Foire aux questions (FAQ)
Voici les réponses aux questions les plus courantes sur ce sujet.
Qu’est-ce que « assigner au fond » ?
Assigner au fond, c’est lancer le procès principal. La procédure de référé-expertise était une étape préparatoire, une procédure d’urgence pour obtenir une preuve technique (le rapport de l’expert). Maintenant, assigner au fond signifie utiliser ce rapport pour demander officiellement au juge de trancher le litige et de condamner votre adversaire (à vous payer, à faire des travaux, etc.).
Que se passe-t-il si je dépasse le délai ?
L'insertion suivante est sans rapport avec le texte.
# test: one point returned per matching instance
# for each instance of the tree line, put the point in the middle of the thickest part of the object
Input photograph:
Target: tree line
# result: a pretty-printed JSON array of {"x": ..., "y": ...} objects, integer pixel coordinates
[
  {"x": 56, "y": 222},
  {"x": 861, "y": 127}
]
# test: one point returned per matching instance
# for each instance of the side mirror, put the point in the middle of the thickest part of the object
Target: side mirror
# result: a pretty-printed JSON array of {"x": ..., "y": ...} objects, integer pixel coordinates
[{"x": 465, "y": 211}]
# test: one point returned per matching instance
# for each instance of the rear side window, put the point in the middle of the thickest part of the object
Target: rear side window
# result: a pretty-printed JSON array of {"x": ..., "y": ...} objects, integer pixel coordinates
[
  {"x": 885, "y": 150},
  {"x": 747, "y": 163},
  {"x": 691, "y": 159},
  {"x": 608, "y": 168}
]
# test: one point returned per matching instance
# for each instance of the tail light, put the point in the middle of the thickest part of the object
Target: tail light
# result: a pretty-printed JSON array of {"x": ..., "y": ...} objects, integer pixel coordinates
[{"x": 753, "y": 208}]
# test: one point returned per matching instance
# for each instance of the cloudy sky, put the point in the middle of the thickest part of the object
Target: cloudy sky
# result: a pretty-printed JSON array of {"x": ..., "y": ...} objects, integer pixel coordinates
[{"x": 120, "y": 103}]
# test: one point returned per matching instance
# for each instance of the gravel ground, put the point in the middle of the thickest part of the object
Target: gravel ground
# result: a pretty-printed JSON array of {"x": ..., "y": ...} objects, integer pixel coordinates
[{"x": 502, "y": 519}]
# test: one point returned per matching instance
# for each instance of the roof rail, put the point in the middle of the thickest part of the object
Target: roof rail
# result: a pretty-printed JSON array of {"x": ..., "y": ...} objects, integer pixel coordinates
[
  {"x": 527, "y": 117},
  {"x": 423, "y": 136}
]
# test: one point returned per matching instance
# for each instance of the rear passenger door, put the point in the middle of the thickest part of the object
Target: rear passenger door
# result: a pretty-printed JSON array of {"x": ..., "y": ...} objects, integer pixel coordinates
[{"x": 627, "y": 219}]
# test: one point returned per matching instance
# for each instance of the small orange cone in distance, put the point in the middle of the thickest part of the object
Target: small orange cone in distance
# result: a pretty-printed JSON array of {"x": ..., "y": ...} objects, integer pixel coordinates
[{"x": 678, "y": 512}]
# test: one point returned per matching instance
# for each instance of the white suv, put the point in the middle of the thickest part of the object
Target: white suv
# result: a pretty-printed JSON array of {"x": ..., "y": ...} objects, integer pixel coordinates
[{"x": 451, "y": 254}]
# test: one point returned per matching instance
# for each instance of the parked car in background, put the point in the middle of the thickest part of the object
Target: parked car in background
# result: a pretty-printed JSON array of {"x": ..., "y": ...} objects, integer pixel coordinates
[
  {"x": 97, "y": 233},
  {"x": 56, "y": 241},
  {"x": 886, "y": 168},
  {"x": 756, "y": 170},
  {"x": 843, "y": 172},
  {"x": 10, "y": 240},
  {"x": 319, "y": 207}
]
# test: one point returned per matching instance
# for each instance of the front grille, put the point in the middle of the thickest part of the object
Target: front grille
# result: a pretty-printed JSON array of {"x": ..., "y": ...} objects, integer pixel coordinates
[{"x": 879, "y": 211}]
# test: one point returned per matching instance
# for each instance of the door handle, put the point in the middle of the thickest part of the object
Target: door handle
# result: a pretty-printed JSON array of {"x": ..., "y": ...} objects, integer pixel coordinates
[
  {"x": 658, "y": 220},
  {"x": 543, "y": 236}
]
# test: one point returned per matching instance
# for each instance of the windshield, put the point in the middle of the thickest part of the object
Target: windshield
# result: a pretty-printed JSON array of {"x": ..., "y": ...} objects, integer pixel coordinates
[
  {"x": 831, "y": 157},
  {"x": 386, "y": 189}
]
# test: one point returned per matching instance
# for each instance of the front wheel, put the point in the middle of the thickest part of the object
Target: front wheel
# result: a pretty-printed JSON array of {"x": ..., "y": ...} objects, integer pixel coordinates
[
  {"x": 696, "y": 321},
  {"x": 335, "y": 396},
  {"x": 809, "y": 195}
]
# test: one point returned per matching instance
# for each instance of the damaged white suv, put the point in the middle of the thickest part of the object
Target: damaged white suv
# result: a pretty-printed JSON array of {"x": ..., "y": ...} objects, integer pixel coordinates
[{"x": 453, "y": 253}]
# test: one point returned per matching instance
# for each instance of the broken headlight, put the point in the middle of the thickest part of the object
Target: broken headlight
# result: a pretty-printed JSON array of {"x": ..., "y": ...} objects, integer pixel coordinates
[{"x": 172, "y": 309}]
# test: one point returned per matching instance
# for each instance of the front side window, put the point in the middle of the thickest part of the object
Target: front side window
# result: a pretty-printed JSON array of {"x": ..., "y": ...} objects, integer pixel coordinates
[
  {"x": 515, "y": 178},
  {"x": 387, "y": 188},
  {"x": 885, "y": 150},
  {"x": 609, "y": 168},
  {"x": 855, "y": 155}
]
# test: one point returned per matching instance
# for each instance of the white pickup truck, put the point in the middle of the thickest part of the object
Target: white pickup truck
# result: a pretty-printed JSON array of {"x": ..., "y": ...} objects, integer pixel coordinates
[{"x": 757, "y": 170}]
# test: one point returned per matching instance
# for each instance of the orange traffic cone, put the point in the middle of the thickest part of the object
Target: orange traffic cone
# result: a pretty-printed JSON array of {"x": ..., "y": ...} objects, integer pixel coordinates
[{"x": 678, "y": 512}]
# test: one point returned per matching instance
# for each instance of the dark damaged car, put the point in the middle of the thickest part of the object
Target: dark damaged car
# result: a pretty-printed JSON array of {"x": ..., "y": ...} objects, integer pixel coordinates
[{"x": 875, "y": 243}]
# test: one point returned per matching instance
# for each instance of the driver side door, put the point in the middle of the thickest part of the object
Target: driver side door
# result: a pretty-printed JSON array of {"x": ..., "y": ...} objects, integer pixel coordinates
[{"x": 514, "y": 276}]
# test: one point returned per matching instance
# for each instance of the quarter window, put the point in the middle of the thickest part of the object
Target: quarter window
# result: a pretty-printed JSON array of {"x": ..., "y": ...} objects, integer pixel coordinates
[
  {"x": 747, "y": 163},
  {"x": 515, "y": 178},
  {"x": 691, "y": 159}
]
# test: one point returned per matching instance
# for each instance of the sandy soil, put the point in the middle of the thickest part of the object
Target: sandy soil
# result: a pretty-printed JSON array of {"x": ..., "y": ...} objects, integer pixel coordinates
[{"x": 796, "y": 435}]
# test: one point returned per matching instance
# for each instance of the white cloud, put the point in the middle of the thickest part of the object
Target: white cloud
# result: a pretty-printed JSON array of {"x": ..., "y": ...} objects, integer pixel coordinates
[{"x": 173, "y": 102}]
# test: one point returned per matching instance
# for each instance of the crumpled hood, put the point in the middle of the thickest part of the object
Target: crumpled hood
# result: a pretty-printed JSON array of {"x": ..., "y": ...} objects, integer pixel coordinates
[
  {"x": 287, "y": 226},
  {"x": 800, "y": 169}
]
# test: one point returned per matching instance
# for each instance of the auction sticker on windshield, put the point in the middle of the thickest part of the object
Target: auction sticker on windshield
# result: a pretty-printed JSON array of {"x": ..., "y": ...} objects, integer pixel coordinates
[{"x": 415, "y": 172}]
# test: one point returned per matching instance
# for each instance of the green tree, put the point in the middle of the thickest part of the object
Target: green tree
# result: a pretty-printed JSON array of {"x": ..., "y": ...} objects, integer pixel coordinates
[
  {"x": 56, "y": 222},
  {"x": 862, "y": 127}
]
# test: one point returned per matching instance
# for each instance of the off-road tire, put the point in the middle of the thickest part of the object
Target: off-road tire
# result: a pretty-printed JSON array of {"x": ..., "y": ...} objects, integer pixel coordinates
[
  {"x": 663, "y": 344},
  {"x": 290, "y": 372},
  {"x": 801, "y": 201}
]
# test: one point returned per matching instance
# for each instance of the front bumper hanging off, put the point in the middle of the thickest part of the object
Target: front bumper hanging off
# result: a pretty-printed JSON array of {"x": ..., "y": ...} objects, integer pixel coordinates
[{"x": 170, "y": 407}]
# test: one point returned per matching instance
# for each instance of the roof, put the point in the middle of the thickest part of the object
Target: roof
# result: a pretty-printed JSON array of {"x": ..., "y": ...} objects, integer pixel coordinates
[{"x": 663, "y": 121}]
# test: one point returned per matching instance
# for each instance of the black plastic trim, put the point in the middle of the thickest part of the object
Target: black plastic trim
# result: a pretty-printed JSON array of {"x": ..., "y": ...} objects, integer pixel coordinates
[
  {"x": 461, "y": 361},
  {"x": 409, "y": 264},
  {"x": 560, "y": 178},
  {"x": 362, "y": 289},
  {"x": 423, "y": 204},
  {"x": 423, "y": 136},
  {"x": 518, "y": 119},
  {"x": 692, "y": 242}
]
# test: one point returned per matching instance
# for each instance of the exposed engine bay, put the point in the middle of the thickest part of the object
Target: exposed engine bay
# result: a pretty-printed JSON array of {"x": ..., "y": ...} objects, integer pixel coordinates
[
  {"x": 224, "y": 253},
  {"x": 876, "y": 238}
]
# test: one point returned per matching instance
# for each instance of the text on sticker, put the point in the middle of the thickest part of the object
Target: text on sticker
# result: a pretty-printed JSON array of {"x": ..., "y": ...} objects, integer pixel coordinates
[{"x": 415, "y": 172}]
Si vous laissez passer le délai pour assigner au fond, votre action est déclarée « prescrite ». Concrètement, cela veut dire que vous perdez définitivement votre droit d’agir en justice pour ce litige. Même si le rapport d’expertise vous donne raison à 100%, le juge ne pourra plus examiner votre demande. C’est une fin de non-recevoir : vous avez tout perdu.
Le dépôt du rapport par l’expert suffit-il à faire courir le délai ?
Oui. La jurisprudence est constante sur ce point. C’est la date de dépôt du rapport au greffe du tribunal qui est retenue comme le point de départ officiel du nouveau délai de prescription. Il est donc essentiel de connaître cette date avec certitude pour calculer l’échéance à ne pas manquer.
Le dépôt du rapport d’expertise judiciaire n’est pas la fin de la procédure, c’est le début d’un nouveau compte à rebours décisif.
N’attendez pas la fin du délai qui vous est accordé. Contactez votre avocat et assignez au fond sans tarder pour faire valoir vos droits.